Acetaminophen, NSAIDS and Opioids: Assessing Comparative Safety

With acetaminophen, the most important thing to think about is liver toxicity, and remembering to take age into account when you’re thinking about the maximum dosing. And it’s important to be sure that patients are aware that there are a lot of agents out there that have acetaminophen as an ingredient, and to check for this before taking more.

As far as the NSAIDS go, I think they’re a little underrated in terms of risk, and so it’s important for people to also be educated on what the potential toxicities are for those drugs. So if you know someone has a bleeding disorder, or a potential kidney disorder, perhaps avoiding or just using NSAIDs sparingly would be appropriate practice. We won’t have warning signs of these toxicities; they will just come on, and so it’s important to screen the patient appropriately.

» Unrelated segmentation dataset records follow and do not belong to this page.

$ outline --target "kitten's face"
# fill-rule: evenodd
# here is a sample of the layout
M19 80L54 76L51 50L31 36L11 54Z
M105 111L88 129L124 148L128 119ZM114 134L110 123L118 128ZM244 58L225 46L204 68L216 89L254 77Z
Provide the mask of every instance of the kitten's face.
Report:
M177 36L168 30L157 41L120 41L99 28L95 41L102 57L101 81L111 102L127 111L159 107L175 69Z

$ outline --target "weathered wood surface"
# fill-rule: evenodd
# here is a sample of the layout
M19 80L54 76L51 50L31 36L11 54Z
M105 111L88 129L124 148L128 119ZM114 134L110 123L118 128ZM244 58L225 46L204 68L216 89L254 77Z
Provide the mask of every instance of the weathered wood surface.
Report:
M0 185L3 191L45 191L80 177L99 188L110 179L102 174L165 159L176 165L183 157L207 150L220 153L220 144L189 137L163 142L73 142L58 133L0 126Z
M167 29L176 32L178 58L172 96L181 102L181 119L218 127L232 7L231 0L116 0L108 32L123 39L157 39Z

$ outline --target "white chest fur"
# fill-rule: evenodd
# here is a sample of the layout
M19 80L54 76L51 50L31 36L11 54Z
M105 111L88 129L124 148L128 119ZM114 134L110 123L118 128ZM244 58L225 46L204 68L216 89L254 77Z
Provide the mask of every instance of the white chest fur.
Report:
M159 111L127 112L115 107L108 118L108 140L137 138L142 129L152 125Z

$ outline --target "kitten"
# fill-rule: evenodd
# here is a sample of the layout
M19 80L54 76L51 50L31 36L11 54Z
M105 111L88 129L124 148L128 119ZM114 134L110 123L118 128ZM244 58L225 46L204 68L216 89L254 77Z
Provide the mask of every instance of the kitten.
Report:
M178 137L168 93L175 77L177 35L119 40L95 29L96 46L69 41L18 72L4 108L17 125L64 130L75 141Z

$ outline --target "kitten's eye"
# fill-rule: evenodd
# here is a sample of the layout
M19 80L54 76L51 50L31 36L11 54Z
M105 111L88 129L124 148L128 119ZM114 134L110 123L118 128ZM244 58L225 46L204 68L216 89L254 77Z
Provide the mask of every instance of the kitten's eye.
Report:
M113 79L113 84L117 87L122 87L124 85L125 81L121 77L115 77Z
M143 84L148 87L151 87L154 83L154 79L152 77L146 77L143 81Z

And with respect to opioids, clinicians should consider increased risk of respiratory depression, which is obviously the biggest thing but also effects like immunosuppression that people don’t necessarily keep on their radar.  These agents can do that and they even have implications in cancer, as the literature is beginning to show. Minimizing opiate use is the best thing if we can, but recognizing that untreated pain also results in adverse effects,

The overall message to the clinician would be that screening patients is probably the most important part of the prescribing process, and then monitoring your patient very closely. Also make sure that you educate the patient in what to look out for with these drugs.